Many students first get introduced to the Pythagorean Theorem in geometry class as a fundamental principle for finding sides of a right triangle. It states that in a right triangle, the square of the hypotenuse (the side opposite the right angle) is equal to the sum of the squares of the other two sides. In formula terms, it looks like this:
\[ c^2 = a^2 + b^2 \]
When using the Pythagorean Theorem to solve for a missing side, always make sure you know which side is your hypotenuse. In the problem you are working on, you have a right triangle in which the tangent of angle \( \theta \) has values for the opposite and adjacent sides.
You worked out the hypotenuse as follows:

• Opposite side: \( 84 \)
• Adjacent side: \( 13 \)
• Hypotenuse: \[ c = \sqrt{84^2 + 13^2} = \sqrt{7225} = 85 \]

This formula is useful not only in trigonometry but also in physics and engineering, where relationships between three-dimensional points are common.

The tangent function is one of the basic trigonometric functions and is primarily used to relate the angles of a right triangle to the lengths of the sides.
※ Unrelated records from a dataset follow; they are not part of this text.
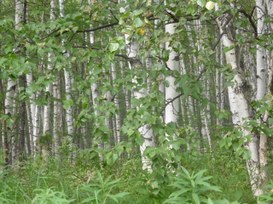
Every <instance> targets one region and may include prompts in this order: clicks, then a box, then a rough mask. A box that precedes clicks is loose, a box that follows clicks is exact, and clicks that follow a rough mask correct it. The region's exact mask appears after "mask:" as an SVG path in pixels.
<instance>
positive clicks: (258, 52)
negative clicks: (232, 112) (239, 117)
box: [256, 0, 269, 184]
mask: <svg viewBox="0 0 273 204" xmlns="http://www.w3.org/2000/svg"><path fill="white" fill-rule="evenodd" d="M256 8H257V9H256V11H257V36H258V37H259V36H261V35H263V34H264V33H265V31H266V25H265V23H264V21H265V13H266V9H265V0H256ZM256 49H257V51H256V63H257V68H256V70H257V73H256V76H257V93H256V100H261V99H263V98H264V96H265V95H266V93H267V78H268V71H269V70H268V68H267V65H266V56H267V54H266V50H265V48H263V47H262V46H260V45H259V43H257V47H256ZM267 120H268V113H265V116H264V117H263V120H262V121H258V122H267ZM266 154H267V136H266V135H264V134H263V133H262V132H260V146H259V160H260V177H261V178H260V180H261V181H260V182H261V184H263V183H264V182H265V180H266V178H267V173H266V170H265V167H266V165H267V155H266Z"/></svg>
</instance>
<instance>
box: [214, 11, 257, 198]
mask: <svg viewBox="0 0 273 204" xmlns="http://www.w3.org/2000/svg"><path fill="white" fill-rule="evenodd" d="M217 23H218V26H219V28H220V31H221V33H222V43H223V45H224V47H225V48H228V49H229V50H228V51H227V52H226V53H225V56H226V62H227V64H229V65H230V66H231V68H232V71H233V73H234V78H233V80H232V82H233V85H232V86H229V87H228V96H229V104H230V110H231V112H232V122H233V124H234V126H235V127H237V128H240V129H241V130H242V136H243V138H244V139H245V141H246V146H247V148H248V150H249V152H250V159H248V160H247V169H248V173H249V177H250V183H251V187H252V191H253V194H254V195H255V196H258V195H260V194H261V190H260V184H259V180H260V172H259V153H258V139H257V137H256V136H255V135H253V133H251V132H250V131H249V130H247V129H246V128H244V124H245V122H246V121H247V120H248V119H250V113H249V104H248V101H247V100H246V97H245V95H244V92H245V91H246V90H244V86H243V83H244V82H243V79H242V77H241V75H240V73H239V67H238V62H237V59H236V50H235V45H234V38H233V36H232V16H231V15H230V14H229V13H225V14H223V15H222V16H221V17H219V18H218V19H217ZM247 136H251V141H250V142H247Z"/></svg>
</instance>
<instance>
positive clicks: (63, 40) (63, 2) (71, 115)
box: [59, 0, 74, 150]
mask: <svg viewBox="0 0 273 204" xmlns="http://www.w3.org/2000/svg"><path fill="white" fill-rule="evenodd" d="M59 9H60V17H61V18H63V17H64V0H59ZM64 44H65V42H64V40H62V45H63V46H64ZM65 52H66V53H65V55H66V56H65V57H70V56H69V53H68V52H67V51H65ZM64 83H65V95H66V100H67V101H71V100H72V97H71V89H72V84H73V80H72V76H71V74H70V73H69V71H68V69H67V68H65V69H64ZM65 120H66V126H67V135H68V137H66V139H65V141H66V142H67V144H68V146H69V148H70V150H72V137H73V134H74V125H73V122H74V121H73V108H72V106H69V107H67V109H66V111H65Z"/></svg>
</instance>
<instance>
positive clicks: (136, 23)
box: [133, 17, 144, 28]
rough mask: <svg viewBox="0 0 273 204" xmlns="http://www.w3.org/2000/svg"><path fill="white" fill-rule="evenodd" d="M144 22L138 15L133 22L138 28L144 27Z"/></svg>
mask: <svg viewBox="0 0 273 204" xmlns="http://www.w3.org/2000/svg"><path fill="white" fill-rule="evenodd" d="M143 24H144V22H143V21H142V20H141V19H140V18H139V17H137V18H136V19H135V20H134V22H133V25H134V26H135V27H136V28H139V27H142V26H143Z"/></svg>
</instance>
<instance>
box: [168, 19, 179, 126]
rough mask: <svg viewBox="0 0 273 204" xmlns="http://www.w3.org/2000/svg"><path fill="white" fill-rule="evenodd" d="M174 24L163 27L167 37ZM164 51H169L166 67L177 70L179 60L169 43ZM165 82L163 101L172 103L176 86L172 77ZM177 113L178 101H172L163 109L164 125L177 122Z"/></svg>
mask: <svg viewBox="0 0 273 204" xmlns="http://www.w3.org/2000/svg"><path fill="white" fill-rule="evenodd" d="M175 26H176V23H170V24H167V25H166V26H165V31H166V33H168V34H169V35H173V34H174V32H175ZM166 49H167V50H169V52H170V55H169V59H168V61H167V66H168V68H169V69H170V70H171V71H175V70H178V69H179V60H178V55H177V53H176V52H175V51H174V50H173V49H172V47H171V46H170V43H169V42H167V43H166ZM166 80H167V81H168V83H169V85H168V86H167V87H165V99H166V101H167V102H169V101H172V100H173V99H174V98H175V97H176V96H178V95H179V93H178V92H177V91H176V88H177V86H176V85H175V78H174V77H173V76H167V77H166ZM178 113H179V99H176V100H173V101H172V102H171V103H169V104H168V105H167V106H166V108H165V123H166V124H168V123H170V122H174V123H176V122H177V120H178Z"/></svg>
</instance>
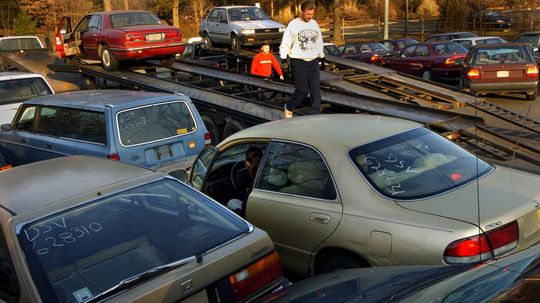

The tangent of an angle \( \theta \) in a right triangle is defined as the ratio of the length of the opposite side to the length of the adjacent side.
In formula terms, it's expressed as:
\[ \tan \theta = \frac{\text{opposite}}{\text{adjacent}} \]
In this exercise,

• \( \tan \theta \) is given as \( \frac{84}{13} \), which means the opposite side is \( 84 \) and the adjacent side is \( 13 \)

Understanding tangent is beneficial for measuring angles and distances in applications like navigation, optics, and architecture.
Remember that the sign of the tangent function depends on the quadrant the angle \( \theta \) is in. Since this problem places \( \theta \) in quadrant III, the tangent value remains positive.

The sine function is another fundamental trigonometric function, often used to calculate various properties of angles in triangles. For any angle \( \theta \) in a right triangle, the sine is the ratio of the length of the opposite side to the hypotenuse.
This can be formulaically written as:\[ \sin \theta = \frac{\text{opposite}}{\text{hypotenuse}} \]
In this context:

• Opposite side: \( 84 \)
• Hypotenuse: \( 85 \)

Thus, the initial sine ratio is:\[ \sin \theta = \frac{84}{85} \]However, as the problem specifies \( \theta \) resides in quadrant III, you must account for the negative sign of sine in this quadrant. Therefore, the final answer for \( \sin \theta \) is:
\[ \sin \theta = -\frac{84}{85} \]The sine function is a critical tool in various fields such as sound wave analysis, signal processing, and electrical engineering. Understanding how sine values change with angles is crucial for grasping these advanced applications.